Elmo/Log Storage

From MozillaWiki
Jump to: navigation, search


Some terms in this document might be misleading, thus a quick glossary.

A buildbot build process, most often this will be a compare-locales source check. This is not related to binary bits uploaded to ftp. A build is a sequence of steps.
The buildbot steps make up the build process, and contain actions like updating a mercurial repository, or loading data off the network, or comparing en-US to localized sources. Each step can have multiple log files.
A buildbot log corresponds to a file on disk, possibly compressed with bz2.

Problem statement

Elmo stores the detailed output of the translation checks in the log files that are generated during the build that generates the data.

Buildbot stores those logs as individual file in a specific naming scheme into one directory per builder. The files itself can be any size from a few dozen bytes to several MB.

To serve that data to the web, the storage needs to be accessible to all web heads, for production, stage, and dev.

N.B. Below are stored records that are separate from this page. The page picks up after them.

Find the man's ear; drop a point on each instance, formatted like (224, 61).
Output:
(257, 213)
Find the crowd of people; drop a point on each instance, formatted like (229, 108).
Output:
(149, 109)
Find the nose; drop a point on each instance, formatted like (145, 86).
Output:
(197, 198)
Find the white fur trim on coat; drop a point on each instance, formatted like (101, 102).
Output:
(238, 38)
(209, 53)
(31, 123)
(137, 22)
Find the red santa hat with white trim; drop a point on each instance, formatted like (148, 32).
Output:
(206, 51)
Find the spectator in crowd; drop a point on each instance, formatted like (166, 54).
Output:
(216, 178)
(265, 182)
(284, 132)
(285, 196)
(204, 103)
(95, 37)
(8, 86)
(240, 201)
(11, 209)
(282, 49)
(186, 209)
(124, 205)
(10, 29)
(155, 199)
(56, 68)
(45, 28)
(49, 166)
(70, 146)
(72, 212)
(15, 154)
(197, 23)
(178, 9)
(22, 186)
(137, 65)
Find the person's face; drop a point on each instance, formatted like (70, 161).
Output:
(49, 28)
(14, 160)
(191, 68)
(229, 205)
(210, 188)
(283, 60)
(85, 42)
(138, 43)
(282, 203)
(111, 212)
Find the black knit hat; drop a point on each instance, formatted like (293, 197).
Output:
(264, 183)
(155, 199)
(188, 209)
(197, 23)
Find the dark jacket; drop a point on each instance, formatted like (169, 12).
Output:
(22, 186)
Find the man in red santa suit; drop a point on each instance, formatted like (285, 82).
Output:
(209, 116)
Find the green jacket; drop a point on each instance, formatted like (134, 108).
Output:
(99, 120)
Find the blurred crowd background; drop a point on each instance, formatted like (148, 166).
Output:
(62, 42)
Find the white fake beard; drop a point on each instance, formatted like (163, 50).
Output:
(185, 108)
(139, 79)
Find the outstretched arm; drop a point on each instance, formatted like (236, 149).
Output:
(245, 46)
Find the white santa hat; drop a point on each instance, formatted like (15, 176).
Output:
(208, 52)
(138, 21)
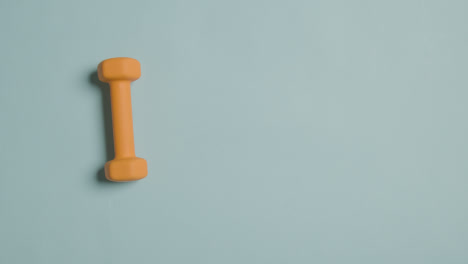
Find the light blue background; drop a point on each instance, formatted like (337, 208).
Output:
(275, 132)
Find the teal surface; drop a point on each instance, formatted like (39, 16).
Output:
(275, 132)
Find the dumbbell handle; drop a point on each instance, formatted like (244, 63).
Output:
(122, 121)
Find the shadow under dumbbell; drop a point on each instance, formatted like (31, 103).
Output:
(106, 121)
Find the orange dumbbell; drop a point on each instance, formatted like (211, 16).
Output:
(119, 73)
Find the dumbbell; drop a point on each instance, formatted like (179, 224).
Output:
(119, 73)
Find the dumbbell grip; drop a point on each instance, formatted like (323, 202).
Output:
(122, 121)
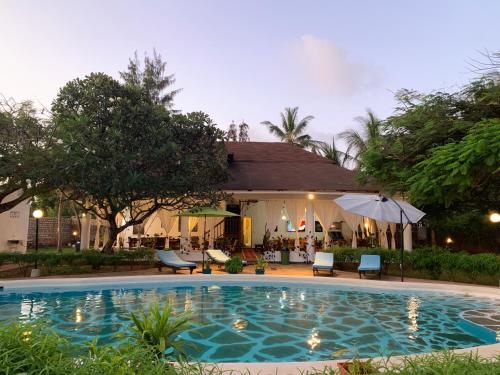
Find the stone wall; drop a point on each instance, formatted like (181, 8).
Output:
(47, 231)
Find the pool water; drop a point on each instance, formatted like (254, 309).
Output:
(257, 323)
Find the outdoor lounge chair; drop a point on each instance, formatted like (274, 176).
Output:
(219, 257)
(370, 263)
(323, 261)
(168, 258)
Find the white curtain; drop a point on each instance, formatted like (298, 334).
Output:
(273, 214)
(97, 234)
(296, 209)
(167, 219)
(326, 211)
(353, 221)
(382, 227)
(192, 223)
(392, 227)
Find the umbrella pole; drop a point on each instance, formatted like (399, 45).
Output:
(402, 243)
(203, 245)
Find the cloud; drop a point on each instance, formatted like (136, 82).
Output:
(328, 67)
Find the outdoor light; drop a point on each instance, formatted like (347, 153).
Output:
(495, 217)
(37, 214)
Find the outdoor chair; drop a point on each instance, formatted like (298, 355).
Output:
(323, 261)
(370, 263)
(219, 257)
(168, 258)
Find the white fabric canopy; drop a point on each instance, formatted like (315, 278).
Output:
(326, 212)
(273, 214)
(378, 207)
(353, 221)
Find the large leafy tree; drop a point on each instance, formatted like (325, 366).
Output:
(441, 151)
(120, 152)
(24, 140)
(151, 76)
(292, 129)
(357, 141)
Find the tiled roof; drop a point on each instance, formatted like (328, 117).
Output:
(282, 166)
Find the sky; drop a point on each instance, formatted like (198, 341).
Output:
(248, 60)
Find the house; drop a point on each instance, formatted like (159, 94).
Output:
(14, 226)
(277, 187)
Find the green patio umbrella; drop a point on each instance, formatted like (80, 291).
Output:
(206, 212)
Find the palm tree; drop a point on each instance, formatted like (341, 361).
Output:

Specifying a strict retention policy to just cap the amount of data is not going to help, due to the scale of the problem. Just keeping the last recent file would make NFS unhappy. Also, the "current" data might be old. The signed-off data for Occitan Firefox 3.6 (we're still shipping that) is from December 2009. In fact, that data is lost. The most recent run is from January 2012, but only because Axel reran those builds with a new version of the source checks.